A researcher's perspective on working with the Software Sustainability Institute
Posted by j.laird
on 9 December 2020 - 2:30pm
By Edward Wallace, School of Biological Sciences, University of Edinburgh.
Why I need sustainable software for my research
I run a lab, or research group, in the School of Biological Sciences at Edinburgh. My group is funded by the Wellcome Trust, the Royal Society and BBSRC. We're interested in questions about how cells decide which proteins to make and when. Also, how cells change which proteins they make when they learn something from the environment and need to change what they're doing. In the 21st century we collect some very large datasetsto measure this. There are datasets based on sequencing the RNA, which encodes protein, and datasets that measure all the proteins in cells at the same time. These datasets are measuring thousands of different things in many samples, often dozens of samples. Each dataset is gigabytes in size, and so it's quite hard work to dig into them and get the simplest and most relevant answers about what cells are doing.
That's why our work in biology relies on computing and mathematical modelling in order to be able to make sense of cells at all. Actually, the datasets get so big that you can't attack the problem by hand. You can't even just write a little "script" of data analysis code that works on a small dataset. Whatever you do has to work again and again on every piece of a large dataset. Ideally, you want it to work not just on the dataset you're working with today, but also the dataset that you collect next month or that you want to collect next year. Or, you want to check against a dataset that another scientist on the other side of the world collected. So you want to take your analysis and make it "portable", move the analysis and apply it to similar data.
To analyse big data in biology, we have to work with people who really understand computers and software, as well as people who really understand statistics. That is why we are working with the Software Sustainability Institute (SSI). It's been incredibly useful for my group to work with the SSI in lots of ways, including the fact that I am learning how to write better software. I am then able to teach better software practice to people in my lab in the School of Biological Sciences, and to other colleagues.
My project that SSI transformed - RiboViz
The project where we're working most closely with SSI and EPCC is a project to write better software for analysing protein synthesis in cells using big datasets. The project is called RiboViz, and we wrote about this in a previous blogpost. We had a collaboration with a group in America, Premal Shah at Rutgers University, where we'd written a version of the software and applied it to data from one kind of cell - baker's yeast. We came to the SSI, who do code reviews: Dr Mike Jackson took a close look at our software and told us what we could do to make it work better now and be easier to maintain in the future.
Then, we used that code review to apply for funding to improve our software. When I say "apply for funding", the thing is that writing software is hard, it takes a long time and that means you need enough money to pay somebody to do it. So we applied to BBSRC - the biological sciences research council in the UK - in collaboration with the USA's National Science Foundation. Our funding application was successful, which means we're now still working very closely with Dr Mike Jackson at EPCC to actually make these improvements to the software. This is a collaboration with labs in America, both Premal Shah and also Liana Lareau at University of California, Berkeley.
I first heard about SSI because of a community teaching initiative called Software Carpentry.
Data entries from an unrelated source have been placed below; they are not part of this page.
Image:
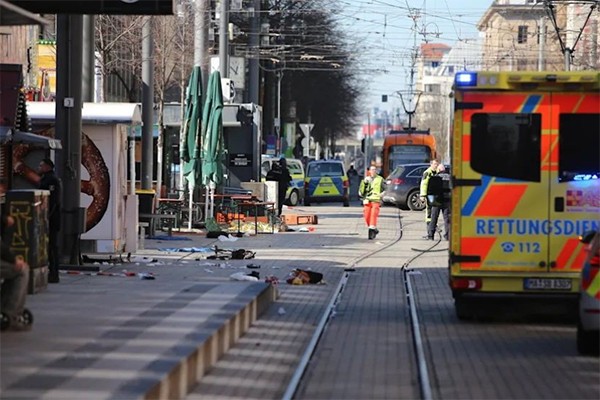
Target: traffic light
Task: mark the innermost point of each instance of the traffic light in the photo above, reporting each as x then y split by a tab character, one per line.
111	7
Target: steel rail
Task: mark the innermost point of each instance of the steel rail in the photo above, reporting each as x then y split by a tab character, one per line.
325	318
424	382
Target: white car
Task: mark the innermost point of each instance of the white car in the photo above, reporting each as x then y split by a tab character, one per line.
295	193
588	324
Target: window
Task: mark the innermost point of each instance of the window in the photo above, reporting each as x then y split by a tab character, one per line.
408	154
506	145
578	145
432	88
416	173
522	37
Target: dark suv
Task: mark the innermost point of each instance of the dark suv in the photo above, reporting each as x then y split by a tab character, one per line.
403	184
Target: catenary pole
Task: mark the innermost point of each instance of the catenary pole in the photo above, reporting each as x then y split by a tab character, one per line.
147	104
69	60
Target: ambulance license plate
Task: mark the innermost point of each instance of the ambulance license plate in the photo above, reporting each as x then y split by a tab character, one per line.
547	284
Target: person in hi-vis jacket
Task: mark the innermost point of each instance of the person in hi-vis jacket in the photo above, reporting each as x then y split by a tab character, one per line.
370	190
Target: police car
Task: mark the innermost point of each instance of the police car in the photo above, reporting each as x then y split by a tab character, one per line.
588	323
326	181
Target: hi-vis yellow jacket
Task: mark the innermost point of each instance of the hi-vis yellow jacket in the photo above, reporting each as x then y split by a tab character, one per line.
371	189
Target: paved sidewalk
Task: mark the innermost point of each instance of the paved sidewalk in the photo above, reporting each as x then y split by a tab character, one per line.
107	337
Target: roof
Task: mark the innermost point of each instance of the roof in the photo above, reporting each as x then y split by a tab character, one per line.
8	134
10	14
434	51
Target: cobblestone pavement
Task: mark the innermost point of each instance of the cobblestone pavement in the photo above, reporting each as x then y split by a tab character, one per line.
107	336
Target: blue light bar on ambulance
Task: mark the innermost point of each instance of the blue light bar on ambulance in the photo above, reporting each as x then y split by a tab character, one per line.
465	79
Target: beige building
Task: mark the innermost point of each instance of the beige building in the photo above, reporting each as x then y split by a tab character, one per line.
518	35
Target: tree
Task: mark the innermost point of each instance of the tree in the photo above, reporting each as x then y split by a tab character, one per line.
319	71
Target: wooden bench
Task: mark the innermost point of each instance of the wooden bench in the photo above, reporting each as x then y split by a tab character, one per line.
154	218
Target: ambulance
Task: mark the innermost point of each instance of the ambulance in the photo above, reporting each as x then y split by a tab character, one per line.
525	184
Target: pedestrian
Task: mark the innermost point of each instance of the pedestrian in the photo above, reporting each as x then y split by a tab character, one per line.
352	172
428	173
439	197
14	272
370	190
280	174
49	181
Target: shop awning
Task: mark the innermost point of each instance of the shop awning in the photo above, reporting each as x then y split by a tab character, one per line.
7	134
11	14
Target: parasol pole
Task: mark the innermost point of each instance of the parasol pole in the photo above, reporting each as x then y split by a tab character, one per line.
191	199
206	198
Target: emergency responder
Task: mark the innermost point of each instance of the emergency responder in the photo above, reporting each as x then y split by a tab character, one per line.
370	190
439	197
279	173
428	173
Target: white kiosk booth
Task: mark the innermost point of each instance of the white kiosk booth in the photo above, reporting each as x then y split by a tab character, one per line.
112	212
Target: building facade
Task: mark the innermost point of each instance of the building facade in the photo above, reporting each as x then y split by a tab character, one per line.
519	35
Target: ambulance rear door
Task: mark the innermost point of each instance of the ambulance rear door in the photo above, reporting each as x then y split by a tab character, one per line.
571	157
500	190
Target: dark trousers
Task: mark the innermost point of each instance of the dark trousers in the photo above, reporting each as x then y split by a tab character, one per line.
435	212
280	201
53	253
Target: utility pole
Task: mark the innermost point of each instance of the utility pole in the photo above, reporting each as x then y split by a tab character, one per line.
253	64
89	70
201	23
69	60
147	105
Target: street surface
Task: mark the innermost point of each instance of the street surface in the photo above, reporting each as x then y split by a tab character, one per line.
109	337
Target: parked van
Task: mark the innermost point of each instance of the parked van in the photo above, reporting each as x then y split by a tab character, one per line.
295	193
525	184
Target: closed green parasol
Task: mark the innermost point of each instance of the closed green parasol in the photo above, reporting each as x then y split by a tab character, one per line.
212	139
192	125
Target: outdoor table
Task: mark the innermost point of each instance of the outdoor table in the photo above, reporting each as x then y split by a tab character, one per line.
267	206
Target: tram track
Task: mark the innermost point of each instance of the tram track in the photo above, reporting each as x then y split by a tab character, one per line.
419	351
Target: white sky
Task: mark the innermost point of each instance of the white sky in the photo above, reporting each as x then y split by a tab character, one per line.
383	30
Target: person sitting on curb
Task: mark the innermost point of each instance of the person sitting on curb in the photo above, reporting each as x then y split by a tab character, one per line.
15	274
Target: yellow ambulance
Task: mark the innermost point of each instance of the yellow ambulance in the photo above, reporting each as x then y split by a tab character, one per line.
525	184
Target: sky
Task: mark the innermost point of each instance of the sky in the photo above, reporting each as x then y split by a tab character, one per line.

The Carpentries curate a series of open source lessons and initiatives to teach researchers to use software better in their research, write better code, learn better practices and learn to teach other people. During my postdoctoral training in the United States I'd taken some software carpentry courses and found them really useful. I liked the community ethos. When I moved to Edinburgh I got an email from SSI's Giacomo Peru advertising a Software Carpentry workshop, and I emailed back to say 'Can I help with this?'.
Now I'm one of the people who helps to organise software and data workshops across the university with Edinburgh Carpentries. That's part of giving back to the community: some of us have been lucky enough to learn good practices in our computational research. By working with Carpentries and SSI, I can help other people improve what they do in turn.
How can the SSI help you?
There are lots of ways that the SSI can help people who rely on computation for their research, including people who are at their very first steps of needing to learn how to code in order to attack the next dataset. As well, some of the Carpentries training that SSI organises is a good way into computational analysis skills. Some of the other work in the Bayes Centre (where the SSI is based in Edinburgh) like the organisation of data science courses can be really helpful.
One place where the SSI is particularly useful is if you're at a stage where you have written some code to do an analysis and you know that it needs to be better. For example, your code keeps breaking, or this code is working on your computer, but now it's running too slowly and you need to move it to a bigger computer and you're not sure how to do that. The SSI has experts who can advise you on what to do. They can do code reviews, where they'll actually look over your code and see what can be done to improve it. Then they can help you to write grants and make other practical progress towards improving your code. They can help connect you with other people, at the university or elsewhere, who might be able to help.
The SSI is an amazing resource for people like me who rely on computation for our work.